You have not posted a complete compilable program. At all stages in development you should compile and test your program regularly. Don't move on to a new piece until the existing stuff works properly.

I have been doing some good progress but I know that this project as well as any other in the future are going to require me to have an understanding of serial input into my Arduino board.

Unless you have some unusual requirements most of what a beginner needs to know is in Serial Input Basics - simple reliable ways to receive data. There is also a parse example.

...R

Nick's State Machine example in http://gammon.com.au/serial should be enough to read letter-number commands on the fly as opposed to collect-then-parse.

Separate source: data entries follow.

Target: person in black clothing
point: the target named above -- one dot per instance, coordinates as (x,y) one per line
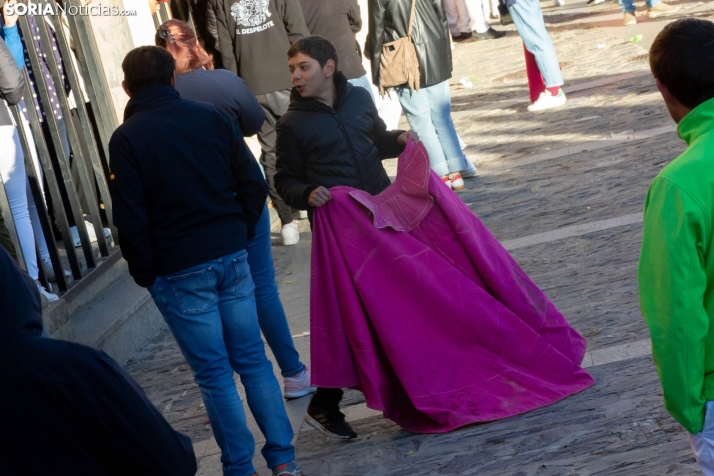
(338,21)
(71,408)
(187,198)
(252,37)
(330,136)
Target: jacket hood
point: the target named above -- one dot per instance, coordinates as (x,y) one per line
(698,122)
(150,96)
(20,306)
(299,103)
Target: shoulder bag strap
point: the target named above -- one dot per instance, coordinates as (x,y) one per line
(411,19)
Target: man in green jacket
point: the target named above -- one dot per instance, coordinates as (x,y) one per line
(676,269)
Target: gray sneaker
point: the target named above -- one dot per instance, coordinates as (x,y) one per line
(288,469)
(661,9)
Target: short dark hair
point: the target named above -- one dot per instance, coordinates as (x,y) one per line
(146,66)
(316,47)
(682,58)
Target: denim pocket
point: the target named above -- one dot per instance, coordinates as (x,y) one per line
(194,291)
(243,286)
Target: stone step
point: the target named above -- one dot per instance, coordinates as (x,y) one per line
(112,314)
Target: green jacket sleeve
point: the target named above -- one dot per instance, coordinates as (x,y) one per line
(672,283)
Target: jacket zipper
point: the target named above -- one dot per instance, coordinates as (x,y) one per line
(349,144)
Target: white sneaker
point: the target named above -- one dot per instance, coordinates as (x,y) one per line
(50,271)
(454,181)
(471,172)
(548,101)
(50,297)
(93,235)
(298,385)
(290,234)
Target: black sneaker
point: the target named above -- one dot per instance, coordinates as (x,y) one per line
(491,34)
(332,424)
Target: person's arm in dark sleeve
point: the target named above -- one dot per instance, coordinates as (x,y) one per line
(293,19)
(250,187)
(250,115)
(375,37)
(354,16)
(387,142)
(290,177)
(137,435)
(129,211)
(12,81)
(217,27)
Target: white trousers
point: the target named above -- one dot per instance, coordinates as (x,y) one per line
(457,16)
(703,442)
(22,205)
(480,10)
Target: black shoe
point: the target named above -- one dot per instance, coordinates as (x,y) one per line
(462,38)
(331,423)
(491,34)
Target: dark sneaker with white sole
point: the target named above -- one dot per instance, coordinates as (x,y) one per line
(490,34)
(288,469)
(331,423)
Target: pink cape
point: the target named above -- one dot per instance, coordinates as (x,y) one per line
(415,303)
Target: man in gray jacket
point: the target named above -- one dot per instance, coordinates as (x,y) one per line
(253,38)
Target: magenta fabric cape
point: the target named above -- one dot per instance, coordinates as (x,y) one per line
(436,324)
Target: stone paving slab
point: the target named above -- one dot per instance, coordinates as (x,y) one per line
(592,280)
(589,115)
(590,186)
(617,427)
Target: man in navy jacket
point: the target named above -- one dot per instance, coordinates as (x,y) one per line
(187,196)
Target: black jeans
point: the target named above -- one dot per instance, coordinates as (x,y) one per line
(274,104)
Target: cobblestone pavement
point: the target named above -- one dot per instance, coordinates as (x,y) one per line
(563,190)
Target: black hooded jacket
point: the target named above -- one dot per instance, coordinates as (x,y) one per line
(326,146)
(70,409)
(389,21)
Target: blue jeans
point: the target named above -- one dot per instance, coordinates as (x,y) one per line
(363,82)
(528,19)
(210,309)
(628,5)
(429,114)
(271,315)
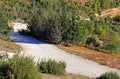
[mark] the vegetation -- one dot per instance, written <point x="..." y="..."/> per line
<point x="65" y="21"/>
<point x="18" y="67"/>
<point x="109" y="76"/>
<point x="5" y="30"/>
<point x="52" y="67"/>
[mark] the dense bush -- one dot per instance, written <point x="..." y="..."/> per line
<point x="5" y="30"/>
<point x="52" y="67"/>
<point x="109" y="76"/>
<point x="19" y="67"/>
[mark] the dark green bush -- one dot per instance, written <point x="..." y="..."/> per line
<point x="109" y="76"/>
<point x="5" y="30"/>
<point x="52" y="67"/>
<point x="19" y="67"/>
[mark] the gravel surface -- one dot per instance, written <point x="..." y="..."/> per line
<point x="40" y="50"/>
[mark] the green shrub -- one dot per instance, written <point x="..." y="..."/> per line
<point x="19" y="67"/>
<point x="109" y="76"/>
<point x="52" y="67"/>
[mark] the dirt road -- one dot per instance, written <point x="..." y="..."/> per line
<point x="40" y="50"/>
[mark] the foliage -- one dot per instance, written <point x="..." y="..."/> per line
<point x="18" y="67"/>
<point x="52" y="67"/>
<point x="109" y="76"/>
<point x="5" y="30"/>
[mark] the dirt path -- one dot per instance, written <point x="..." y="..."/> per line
<point x="40" y="50"/>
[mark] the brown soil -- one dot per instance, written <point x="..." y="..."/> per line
<point x="111" y="60"/>
<point x="68" y="76"/>
<point x="9" y="46"/>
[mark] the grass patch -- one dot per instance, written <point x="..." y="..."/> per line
<point x="109" y="76"/>
<point x="52" y="67"/>
<point x="19" y="67"/>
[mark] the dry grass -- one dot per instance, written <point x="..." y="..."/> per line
<point x="9" y="46"/>
<point x="68" y="76"/>
<point x="111" y="60"/>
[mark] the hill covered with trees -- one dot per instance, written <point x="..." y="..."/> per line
<point x="67" y="21"/>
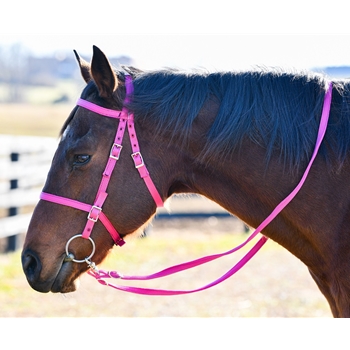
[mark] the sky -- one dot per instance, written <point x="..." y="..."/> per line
<point x="218" y="35"/>
<point x="210" y="51"/>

I would like to get the OP started on breaking the sketch up into tasks rather than big-wheel code.

Something like:

const byte PIXELS = 32; byte pixelNumber = 0; byte userCommand = 0;

void loop() { // output task pixelNumber = setTheNextPixel( pixelNumber ); // sets pixels then waits 32 millis

// input task if ( Serial.available()) { userCommand = getInput(); }

// process task switch ( userCommand ) { // not sure what this should do yet..... but it generates data to drive the pixels } }

Where each task runs independently and coordinates only through values of variables. Any new effects or inputs should be made by adding task(s) that modify the values. Consider that the order of tasks in loop() here does not matter much at all.

When inputs don't have to wait for arrays to be processed then input can come at any time.

You have 16000 cpu cycles per millisecond. Don't waste them and your code will fly on little wheels.